Purpose in Memory

Credit: Thomas Shahan
Credit: Thomas Shahan
“The worst part of holding the memories is not the pain. It’s the loneliness of it. Memories need to be shared.” – Lois Lowry, The Giver

I’ve been thinking a lot about purpose lately. I believe that everyone has some path in life they’re meant to follow. I can’t even begin to justify my belief and I won’t offer an apologetic for it here. It isn’t a “God has a purpose for you” kind of thing. I’ve always believed this, and I’ve always struggled with the idea that I’m not doing what I’m supposed to be doing.
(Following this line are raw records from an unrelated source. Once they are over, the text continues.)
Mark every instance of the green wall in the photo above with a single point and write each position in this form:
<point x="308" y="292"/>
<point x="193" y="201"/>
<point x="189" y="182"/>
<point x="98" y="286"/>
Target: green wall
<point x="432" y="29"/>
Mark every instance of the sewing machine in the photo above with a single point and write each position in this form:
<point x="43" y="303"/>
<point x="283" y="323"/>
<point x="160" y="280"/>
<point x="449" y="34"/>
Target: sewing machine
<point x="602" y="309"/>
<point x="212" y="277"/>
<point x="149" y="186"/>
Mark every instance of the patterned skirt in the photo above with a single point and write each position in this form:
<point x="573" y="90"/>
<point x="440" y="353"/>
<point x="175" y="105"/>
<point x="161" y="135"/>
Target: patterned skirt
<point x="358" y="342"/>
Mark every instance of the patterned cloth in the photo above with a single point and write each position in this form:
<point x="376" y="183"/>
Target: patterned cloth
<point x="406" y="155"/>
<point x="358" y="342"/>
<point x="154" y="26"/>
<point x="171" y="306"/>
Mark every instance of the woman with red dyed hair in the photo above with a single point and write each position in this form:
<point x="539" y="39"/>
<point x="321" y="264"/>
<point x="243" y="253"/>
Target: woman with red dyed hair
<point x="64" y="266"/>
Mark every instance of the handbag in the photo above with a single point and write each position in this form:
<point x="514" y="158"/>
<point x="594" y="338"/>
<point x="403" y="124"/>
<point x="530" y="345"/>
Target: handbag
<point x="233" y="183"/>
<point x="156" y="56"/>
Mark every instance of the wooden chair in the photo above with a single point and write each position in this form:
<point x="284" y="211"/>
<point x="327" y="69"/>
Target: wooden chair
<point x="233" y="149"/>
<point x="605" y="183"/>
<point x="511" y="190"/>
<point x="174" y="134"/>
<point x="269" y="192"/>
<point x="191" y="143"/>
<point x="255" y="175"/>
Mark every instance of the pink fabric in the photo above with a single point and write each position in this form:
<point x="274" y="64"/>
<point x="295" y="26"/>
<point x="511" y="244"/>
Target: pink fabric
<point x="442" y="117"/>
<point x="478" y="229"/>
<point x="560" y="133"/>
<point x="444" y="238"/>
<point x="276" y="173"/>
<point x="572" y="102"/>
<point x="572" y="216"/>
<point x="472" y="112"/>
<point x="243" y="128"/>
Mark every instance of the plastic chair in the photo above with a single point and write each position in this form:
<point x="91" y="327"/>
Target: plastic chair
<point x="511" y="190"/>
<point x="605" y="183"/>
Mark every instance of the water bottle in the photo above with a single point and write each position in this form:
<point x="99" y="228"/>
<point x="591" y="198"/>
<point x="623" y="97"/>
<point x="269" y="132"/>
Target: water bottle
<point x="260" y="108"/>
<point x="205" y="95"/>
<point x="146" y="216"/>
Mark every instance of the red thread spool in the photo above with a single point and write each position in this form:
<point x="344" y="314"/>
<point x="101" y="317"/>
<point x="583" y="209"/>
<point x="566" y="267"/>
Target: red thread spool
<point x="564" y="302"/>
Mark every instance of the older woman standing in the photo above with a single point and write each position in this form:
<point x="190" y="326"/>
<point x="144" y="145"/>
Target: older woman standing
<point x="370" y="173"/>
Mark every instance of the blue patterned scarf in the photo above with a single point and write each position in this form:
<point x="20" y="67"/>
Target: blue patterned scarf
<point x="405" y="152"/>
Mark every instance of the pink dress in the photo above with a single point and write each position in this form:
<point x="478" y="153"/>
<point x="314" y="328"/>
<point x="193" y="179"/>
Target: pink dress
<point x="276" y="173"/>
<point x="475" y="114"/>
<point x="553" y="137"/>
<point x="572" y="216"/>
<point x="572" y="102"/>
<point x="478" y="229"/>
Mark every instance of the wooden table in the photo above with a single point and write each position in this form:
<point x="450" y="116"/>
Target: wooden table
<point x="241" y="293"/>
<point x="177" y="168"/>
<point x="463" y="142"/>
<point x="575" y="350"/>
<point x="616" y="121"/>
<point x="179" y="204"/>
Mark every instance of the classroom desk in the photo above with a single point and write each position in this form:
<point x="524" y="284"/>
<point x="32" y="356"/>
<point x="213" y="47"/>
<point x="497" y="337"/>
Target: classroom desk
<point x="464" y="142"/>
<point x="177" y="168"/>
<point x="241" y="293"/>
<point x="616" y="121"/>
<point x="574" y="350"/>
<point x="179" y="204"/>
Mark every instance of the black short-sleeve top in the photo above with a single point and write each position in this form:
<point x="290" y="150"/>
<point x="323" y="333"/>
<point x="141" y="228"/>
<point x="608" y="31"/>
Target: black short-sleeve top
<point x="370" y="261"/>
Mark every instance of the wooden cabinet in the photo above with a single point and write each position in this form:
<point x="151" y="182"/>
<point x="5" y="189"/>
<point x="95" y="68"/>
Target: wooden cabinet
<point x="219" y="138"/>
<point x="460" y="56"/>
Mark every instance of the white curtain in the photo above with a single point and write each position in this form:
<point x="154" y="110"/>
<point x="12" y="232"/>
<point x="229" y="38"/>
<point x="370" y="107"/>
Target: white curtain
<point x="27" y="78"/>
All of our lives revolve around a theme. Maybe you call it a passion or a calling, but it’s all the same. When you evaluate your life, what overarching theme do you see?

I always thought my theme was helping others. But, how? I’m not exactly a “people person”. When I laid my life out in front of me and really looked, I saw something different.

I remember. That’s the theme of my life. I remember.

It’s why I’ve always loved genealogy. It’s a little like resurrecting the dead and forgotten.

It’s why I love history, hoard old photos, and can’t get enough of listening to people’s stories.

It’s why I write.

About fourteen years ago I was driving down to Kansas by myself. I stopped at some outlet bookstore and bought several books on tape from the clearance table. The Giver was one of them.

In one scene, Jonas becomes angry with some boys who are playing war. Jonas had just been given the memory of what war had been like. The rest of his community has forgotten. They’ve forgotten what it’s like to be hungry or to suffer. In the process of blocking out these memories, they’ve also forgotten how to love.

I’ve gotten some advice over the years from well-meaning people. Forget the past. Live in the present. Focus on the future. Always, always, always march toward the horizon and never look back.

My Facebook feed gets flooded with similar statements in pretty fonts. Forget the bad. Forget what came before. Stop thinking about yesterday and live for today.

Why does it have to be one or the other? Why can’t we continue moving forward while carrying our memories with us?

I’ve tried to forget. I’ve told myself, “Suck it up, buttercup. Move on.” It was a crime against my own nature. It didn’t work. It left a path of destruction in my life, and I regrettably touched others with some of that. I went around whining, “I’m not doing what I’m supposed to be doing” for years, and I was right. I’d cut myself off from what defines me most.

Forgetting my past didn’t work because there’s no giant eraser we can tackle the past with. Just because you aren’t actively looking at something doesn’t mean it isn’t still there, hovering behind you all the time.

I’m not saying it’s healthy to dwell in the past. But, we don’t have to completely ignore it either. There are lessons to be learned as well as people and events that shouldn’t be forgotten.

I’ll be honest. I was afraid of going back there. OK, so it was more a mix of fear and anger and shame that kept me from looking back for so long. Sometimes we see our past as some labyrinth-like cavern with a creaky sign that says “THE PAST” scrawled out in blood. We don’t want to get lost down those twisting passages, with no light to find our way back out. What if we get stuck down there with the boogeyman of our past emotional states?

When I started spelunking through my life, I expected a difficult trek. And some of it was. But, I came to so many places I’d been afraid of that weren’t nearly as bad as I’d made them out to be. I even found a lot of spots that were pretty fun to climb through and (dare I admit) made me laugh. And in some tight places I found something I really didn’t expect to find buried down there. I found some forgiveness—for others as well as for myself.

Like Jonas’ community, I’d cut myself off from some of the pain, but in doing so I’d cut myself off from all of the good stuff as well. There are some pretty awesome people and memories hiding out in my past, even some pretty great memories of people who hurt me later on. For me, losing all the good isn’t worth being able to block out the bad.

That might not be the case with you. Maybe you’re afraid of climbing around in your own past. I can understand why some people wouldn’t want to risk it. But, you have to understand there’s no such thing as my past and your past. All of our caverns intersect at various points along the way. In many ways, we own a shared past.

So, maybe that’s my purpose. Maybe that’s how I’m supposed to help other people. Maybe I’m supposed to remember some things for all of us. Because none of us should be forgotten. Because we can’t let our communities sacrifice beauty and love to block out our painful memories.